Libyan television carried video of two
drainage pipes, about a meter across, where it said fighters had cornered a man
who long inspired both fear and admiration around the world.
An
announcement of final liberation was expected in an address by the head of the
NTC to the nation of six million. The group faces the challenge of turning oil
wealth once monopolized by Gaddafi and his clan into a democracy, that can heal
an array of tribal and ethnic divisions he exploited.
The eight weeks
since the fall of Tripoli have tested the nerves of the motley alliance of
anti-Gaddafi forces and their Western and Arab-backers, who had begun to
question the ability of the NTC forces to root out diehard Gaddafi loyalists in
Sirte and a couple of other towns.
Gaddafi, wanted by the International
Criminal Court on charges of ordering the killing of civilians, was toppled by
rebel forces on August 23, a week short of the 42nd anniversary of the military
coup which brought him to power in 1969.
Hundreds of NTC troops had
surrounded the Mediterranean coastal town of Sirte for weeks in a chaotic
struggle that killed and wounded scores of the besieging forces and an unknown
number of defenders.
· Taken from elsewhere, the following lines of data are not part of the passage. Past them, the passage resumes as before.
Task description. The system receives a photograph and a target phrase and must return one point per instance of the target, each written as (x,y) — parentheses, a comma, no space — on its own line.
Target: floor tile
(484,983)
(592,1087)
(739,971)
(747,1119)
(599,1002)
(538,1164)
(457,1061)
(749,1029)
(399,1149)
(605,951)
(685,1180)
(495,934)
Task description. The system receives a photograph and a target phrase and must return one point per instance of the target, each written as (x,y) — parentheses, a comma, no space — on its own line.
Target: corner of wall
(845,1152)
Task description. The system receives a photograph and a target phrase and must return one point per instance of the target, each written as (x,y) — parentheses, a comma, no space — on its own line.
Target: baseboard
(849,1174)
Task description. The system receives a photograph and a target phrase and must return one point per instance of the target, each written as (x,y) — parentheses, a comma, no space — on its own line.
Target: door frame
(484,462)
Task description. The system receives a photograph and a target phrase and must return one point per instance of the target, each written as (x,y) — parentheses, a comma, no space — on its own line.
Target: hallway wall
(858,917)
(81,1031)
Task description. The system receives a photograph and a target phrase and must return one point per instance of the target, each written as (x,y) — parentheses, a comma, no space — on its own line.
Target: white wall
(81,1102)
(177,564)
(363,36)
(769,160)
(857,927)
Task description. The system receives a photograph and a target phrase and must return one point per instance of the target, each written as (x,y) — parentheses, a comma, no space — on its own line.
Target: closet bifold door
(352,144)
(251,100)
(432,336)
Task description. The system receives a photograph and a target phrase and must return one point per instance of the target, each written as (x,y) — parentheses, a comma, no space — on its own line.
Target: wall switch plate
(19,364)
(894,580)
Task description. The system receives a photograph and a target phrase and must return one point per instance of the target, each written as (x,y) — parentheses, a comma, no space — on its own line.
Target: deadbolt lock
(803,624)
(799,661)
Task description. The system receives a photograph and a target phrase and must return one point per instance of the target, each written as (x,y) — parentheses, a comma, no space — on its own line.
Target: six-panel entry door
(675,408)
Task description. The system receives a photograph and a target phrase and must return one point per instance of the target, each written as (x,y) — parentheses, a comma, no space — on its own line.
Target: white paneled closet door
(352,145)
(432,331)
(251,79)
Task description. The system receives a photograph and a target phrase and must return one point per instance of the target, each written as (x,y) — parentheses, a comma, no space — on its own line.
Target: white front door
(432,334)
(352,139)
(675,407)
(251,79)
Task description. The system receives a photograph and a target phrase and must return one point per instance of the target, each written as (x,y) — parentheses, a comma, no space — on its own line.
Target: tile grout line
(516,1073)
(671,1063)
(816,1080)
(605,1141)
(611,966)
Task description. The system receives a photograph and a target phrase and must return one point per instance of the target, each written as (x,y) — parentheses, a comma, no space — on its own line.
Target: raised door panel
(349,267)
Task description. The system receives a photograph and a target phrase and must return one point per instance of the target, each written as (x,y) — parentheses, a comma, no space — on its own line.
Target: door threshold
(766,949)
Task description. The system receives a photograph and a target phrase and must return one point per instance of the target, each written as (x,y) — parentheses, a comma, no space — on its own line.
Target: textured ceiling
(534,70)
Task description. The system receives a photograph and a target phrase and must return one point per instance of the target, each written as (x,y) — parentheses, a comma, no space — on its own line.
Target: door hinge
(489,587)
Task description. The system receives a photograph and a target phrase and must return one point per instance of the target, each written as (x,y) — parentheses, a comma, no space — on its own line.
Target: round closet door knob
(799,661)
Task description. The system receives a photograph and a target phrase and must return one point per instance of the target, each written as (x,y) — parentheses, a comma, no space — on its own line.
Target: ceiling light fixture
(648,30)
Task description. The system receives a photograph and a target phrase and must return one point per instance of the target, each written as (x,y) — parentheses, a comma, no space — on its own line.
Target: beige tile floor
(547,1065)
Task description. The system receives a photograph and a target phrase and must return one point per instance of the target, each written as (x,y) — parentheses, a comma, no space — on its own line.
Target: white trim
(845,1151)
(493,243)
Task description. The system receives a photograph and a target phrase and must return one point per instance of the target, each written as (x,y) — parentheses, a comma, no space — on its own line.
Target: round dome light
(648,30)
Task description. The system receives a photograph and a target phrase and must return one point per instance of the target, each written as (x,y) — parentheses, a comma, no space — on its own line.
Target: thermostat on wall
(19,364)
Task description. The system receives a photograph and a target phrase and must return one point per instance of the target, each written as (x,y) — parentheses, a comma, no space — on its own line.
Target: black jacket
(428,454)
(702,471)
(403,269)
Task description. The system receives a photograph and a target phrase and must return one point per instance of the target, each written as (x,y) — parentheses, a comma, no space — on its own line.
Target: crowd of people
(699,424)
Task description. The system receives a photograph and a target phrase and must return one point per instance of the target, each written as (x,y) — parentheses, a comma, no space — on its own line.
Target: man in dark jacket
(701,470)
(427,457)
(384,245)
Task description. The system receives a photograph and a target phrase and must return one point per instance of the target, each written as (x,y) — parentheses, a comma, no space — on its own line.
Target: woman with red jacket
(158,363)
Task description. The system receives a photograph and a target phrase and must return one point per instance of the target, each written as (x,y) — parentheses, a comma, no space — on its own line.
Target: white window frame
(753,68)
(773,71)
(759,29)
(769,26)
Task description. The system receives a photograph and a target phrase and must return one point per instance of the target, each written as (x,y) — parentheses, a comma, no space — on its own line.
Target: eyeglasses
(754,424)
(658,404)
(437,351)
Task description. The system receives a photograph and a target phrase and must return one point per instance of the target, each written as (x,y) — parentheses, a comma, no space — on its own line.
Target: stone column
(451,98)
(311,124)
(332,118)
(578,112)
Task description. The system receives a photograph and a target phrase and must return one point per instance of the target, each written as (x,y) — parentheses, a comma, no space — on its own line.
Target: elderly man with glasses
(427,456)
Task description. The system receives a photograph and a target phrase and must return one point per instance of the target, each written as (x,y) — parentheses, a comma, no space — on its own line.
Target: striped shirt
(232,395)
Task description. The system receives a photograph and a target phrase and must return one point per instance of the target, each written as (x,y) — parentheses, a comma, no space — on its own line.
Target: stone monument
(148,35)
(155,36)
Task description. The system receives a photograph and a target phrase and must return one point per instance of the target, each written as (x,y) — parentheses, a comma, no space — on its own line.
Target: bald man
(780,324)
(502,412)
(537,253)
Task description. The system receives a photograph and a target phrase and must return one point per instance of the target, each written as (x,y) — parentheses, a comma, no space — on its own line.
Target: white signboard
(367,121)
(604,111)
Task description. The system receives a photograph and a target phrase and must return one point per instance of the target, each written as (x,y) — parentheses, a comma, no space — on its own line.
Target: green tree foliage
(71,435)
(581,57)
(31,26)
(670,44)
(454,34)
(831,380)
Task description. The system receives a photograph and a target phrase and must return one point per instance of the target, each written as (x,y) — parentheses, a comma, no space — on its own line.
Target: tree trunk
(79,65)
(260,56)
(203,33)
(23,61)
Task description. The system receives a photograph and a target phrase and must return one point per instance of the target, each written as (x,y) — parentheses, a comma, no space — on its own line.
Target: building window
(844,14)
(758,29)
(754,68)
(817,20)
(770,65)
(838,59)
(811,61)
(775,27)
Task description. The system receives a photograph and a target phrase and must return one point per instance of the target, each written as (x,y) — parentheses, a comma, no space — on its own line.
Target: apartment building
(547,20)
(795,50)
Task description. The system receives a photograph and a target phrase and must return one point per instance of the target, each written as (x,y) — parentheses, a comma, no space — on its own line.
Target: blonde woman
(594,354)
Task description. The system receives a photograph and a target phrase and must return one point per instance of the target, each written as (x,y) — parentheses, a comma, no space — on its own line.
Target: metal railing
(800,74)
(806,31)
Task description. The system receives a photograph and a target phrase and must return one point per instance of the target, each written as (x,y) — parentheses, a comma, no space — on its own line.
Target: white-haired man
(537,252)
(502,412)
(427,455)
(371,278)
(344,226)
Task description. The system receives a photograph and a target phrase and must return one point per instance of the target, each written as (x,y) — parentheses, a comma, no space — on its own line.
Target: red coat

One NTC official on Thursday recalled an estimate that some
40,000 have died this year.
The death of Gaddafi is a setback to
campaigners seeking the full truth about the 1988 bombing over Lockerbie in
Scotland of Pan Am flight 103 which claimed 270 lives, mainly Americans, and for
which one of Gaddafi’s agents was convicted.
Jim Swire, the father of one
of the Lockerbie victims, said: “There is much still to be resolved, and we may
now have lost an opportunity for getting nearer the truth.”